Exactly when my father returned to Smyth County, Virginia after the horse sale trip in November 1936, I’m not sure, but return he did, and soon. The green hills and the cool summer nights may be part of what drew him back. Maybe he saw a business opportunity. Maybe he liked the looks of the pretty young ladies he met. Maybe it was a sense of belonging, to nearly 190 years of his maternal ancestors’ rootedness in those hills.
|Uncle Jim and Verne in front of the depot, Troutman, NC.|
|Verne drew arrows to point out himself and Uncle Jim, on right.|
At the reunion, Verne met some of his grandfather’s cousins. He sent pictures and wrote home to his father, Clint, about his experience:
“August 20, 1938
“We just got back from the Troutman reunion. I sure wish that you and mom and all could have been here. We left here Friday morning about 7 o’clock and got down there about 11 o’clock. It was 131 miles from Marion. We went by the mouth of Wilson, Independence, Sparta and Elkins. When we got at the meeting place. It is an old building in an old school house, used for only this purpose. We were greeted of course by Chal. The first thing we did, was to go into the building and they had a program especially suited for the meeting. Several talks were given by Troutmans. A violin solo by Sarah Troutman, in fact all was by Troutmans except one preacher who gave a short talk. He was not a Troutman but was a pastor of the Lutheran Church of Troutman North Carolina.
“There were two Lutheran Preachers who gave talks, one of them was in charge of the program.
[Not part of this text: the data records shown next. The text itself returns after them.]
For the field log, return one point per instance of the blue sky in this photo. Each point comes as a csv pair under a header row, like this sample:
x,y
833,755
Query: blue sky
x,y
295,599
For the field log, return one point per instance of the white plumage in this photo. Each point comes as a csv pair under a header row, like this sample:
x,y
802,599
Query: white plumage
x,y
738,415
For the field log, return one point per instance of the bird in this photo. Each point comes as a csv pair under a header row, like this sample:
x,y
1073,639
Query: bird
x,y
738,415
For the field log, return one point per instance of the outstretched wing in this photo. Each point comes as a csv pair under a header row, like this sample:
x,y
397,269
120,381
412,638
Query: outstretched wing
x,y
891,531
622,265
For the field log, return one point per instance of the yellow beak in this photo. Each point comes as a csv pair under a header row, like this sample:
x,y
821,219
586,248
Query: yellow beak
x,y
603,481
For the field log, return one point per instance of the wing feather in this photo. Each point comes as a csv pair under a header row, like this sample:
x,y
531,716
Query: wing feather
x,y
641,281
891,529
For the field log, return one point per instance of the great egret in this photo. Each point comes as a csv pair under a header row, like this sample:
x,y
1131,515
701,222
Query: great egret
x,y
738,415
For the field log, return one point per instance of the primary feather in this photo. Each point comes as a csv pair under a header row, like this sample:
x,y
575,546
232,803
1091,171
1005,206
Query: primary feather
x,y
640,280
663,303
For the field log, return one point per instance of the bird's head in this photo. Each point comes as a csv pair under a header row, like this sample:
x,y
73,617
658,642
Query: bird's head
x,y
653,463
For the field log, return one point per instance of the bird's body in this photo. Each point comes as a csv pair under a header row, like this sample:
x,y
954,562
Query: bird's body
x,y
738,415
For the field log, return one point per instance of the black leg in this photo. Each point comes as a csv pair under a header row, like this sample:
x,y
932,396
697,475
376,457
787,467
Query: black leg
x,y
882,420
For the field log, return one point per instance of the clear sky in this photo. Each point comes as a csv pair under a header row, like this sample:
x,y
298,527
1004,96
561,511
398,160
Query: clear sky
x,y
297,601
They were both Troutmans. One is a son of El. Troutman, your first cousin. And we stayed there all night last night. He lives about five miles from Troutman. El looks like a german and is a brother of Chal. His son is pastor of the Lutheran church of Boone North C. He sure is a good preacher. He made a talk on ‘Time.’
“They made all the ones that come from quite a distance stand up, of course we had to stand. They all seemed to know Uncle Jim and Aunt Susie. There were several from out of State there. One man and his family from Washington. They ask Uncle Jim if he did not want to say a few words and he said he was a better listenor [sic] and talkor [sic]. But he said a few words and told them how glad he was to be there. They ask me if I didnt have something to say and I told them no. But Chal. told them I was a big Auctioneer and was from Nebraska and I just had to get up and say something. So I told them how glad I was to be there and sat down. I would have to go back as far as Grandpa and tell them I was a grandson of Daniel T. before they could get me placed.
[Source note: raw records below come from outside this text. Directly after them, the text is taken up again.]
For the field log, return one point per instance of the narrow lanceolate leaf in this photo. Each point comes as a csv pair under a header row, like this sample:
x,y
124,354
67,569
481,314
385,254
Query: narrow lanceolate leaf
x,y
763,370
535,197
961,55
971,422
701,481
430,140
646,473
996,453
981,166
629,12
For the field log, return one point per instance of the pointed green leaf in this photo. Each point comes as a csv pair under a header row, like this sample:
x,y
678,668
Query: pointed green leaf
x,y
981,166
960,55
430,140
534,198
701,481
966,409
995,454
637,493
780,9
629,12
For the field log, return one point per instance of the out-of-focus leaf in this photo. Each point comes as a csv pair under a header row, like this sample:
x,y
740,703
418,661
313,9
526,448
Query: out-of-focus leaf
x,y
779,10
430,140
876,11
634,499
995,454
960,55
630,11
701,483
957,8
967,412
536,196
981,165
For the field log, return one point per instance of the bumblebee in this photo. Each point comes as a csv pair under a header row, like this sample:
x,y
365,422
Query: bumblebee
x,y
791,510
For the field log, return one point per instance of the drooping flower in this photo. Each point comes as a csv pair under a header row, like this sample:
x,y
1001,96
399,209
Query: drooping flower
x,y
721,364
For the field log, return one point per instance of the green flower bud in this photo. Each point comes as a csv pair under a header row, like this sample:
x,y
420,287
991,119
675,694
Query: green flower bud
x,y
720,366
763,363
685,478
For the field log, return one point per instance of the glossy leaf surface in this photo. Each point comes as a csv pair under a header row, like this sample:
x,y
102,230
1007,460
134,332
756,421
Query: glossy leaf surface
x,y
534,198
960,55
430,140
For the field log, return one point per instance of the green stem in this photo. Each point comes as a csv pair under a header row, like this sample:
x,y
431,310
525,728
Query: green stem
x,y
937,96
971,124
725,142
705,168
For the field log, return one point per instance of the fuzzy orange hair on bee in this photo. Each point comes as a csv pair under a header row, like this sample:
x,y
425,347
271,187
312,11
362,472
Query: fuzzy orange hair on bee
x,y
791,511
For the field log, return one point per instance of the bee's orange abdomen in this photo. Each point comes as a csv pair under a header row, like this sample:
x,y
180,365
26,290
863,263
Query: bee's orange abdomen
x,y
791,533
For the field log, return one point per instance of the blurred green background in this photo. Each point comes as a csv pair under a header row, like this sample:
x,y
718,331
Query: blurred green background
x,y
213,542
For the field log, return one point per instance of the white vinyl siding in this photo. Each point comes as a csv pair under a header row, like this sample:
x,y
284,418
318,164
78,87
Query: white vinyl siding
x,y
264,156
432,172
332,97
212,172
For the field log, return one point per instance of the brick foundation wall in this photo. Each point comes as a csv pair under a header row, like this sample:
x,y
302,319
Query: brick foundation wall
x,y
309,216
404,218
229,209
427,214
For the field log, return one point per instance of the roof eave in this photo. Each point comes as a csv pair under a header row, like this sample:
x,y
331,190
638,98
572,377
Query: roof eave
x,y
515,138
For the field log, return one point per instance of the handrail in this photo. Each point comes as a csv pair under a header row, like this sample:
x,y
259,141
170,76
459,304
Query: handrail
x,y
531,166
“One woman told me she knew me when I first came in, because I looked exactly like a picture she has of you, when you were about my age. She was a nice looking lady. She looked quite a little like Aunt Stell looked in her younger days.
“All of them seemed to be nice sociable people. Some looked like they had money and some looked rather hard up. But as Uncle Jim says, I didn’t see a mean looking face in the bunch. I think there must have been over 200 there.
“They had a business meeting and elected committees for the coming year. This was the 35 annual Troutman reunion. The building has printed in big letters over the door ‘Troutman Historical Building Association.’
“There is a cemetery and nearly all the graves are Troutmans. I saw my Great, Great Grandfathers grave. It was so old you could hardly read the writing on it. He came over here from Germany and married a german girl and at one time owned 20,000 acres of land around Statesville. He bought it for 12 ½ cents per acre. I saw your great grandfathers grave. His name was Henry Troutman and he was at one time Sherriff of Iradell [sic] County, North Carolina. And he owned 32,00 [sic] of land at one time. I guess grandpa was a son of a rich man. Uncle Jim says that accounts for him not being much of a hustler.
“Uncle Jim, Aunt Susie, Francis, Chal and myself went out to the old place where grandpa was born and raised. There is one old building still standing. You can see where the house used to stand. It was a large one. There is one big walnut tree still standing right in front of where the house stood. There is a stump of a big old pine tree left where it had been burned. We took a picture of the place. This is the first time the Uncle Jim seen the place where his daddy was born and raised. He cried as he looked at it.
“They told me how Grandma told about her and grandpa going to N. C. after they were first married. From what they tell me they were greeted by a bunch of boys and girls on horses. And they rode their horses around and around the house. Grandpa took out after them in the buggy and she said two wheels were on the ground part of the time. She said Farewell Vain World, Here is where I get killed. As we looked the old place over I could just see the horses and buggy running around that place.
Sixty-nine years later, Verne had come full circle, back to the home place his paternal grandfather had left in 1869, the place the Troutmans had lived since about 1790. And for the same reason Verne had left Nebraska, his grandfather, had left North Carolina: to take horses to sell in Virginia.
 Verne Troutman, Marion, Virginia, to Clint Troutman, letter, 20 August 1938, relates events of a 1938 family reunion in Troutman, North Carolina; Verne and Lois Troutman binder, privately held, [ADDRESS FOR PRIVATE USE] Anderson, Indiana.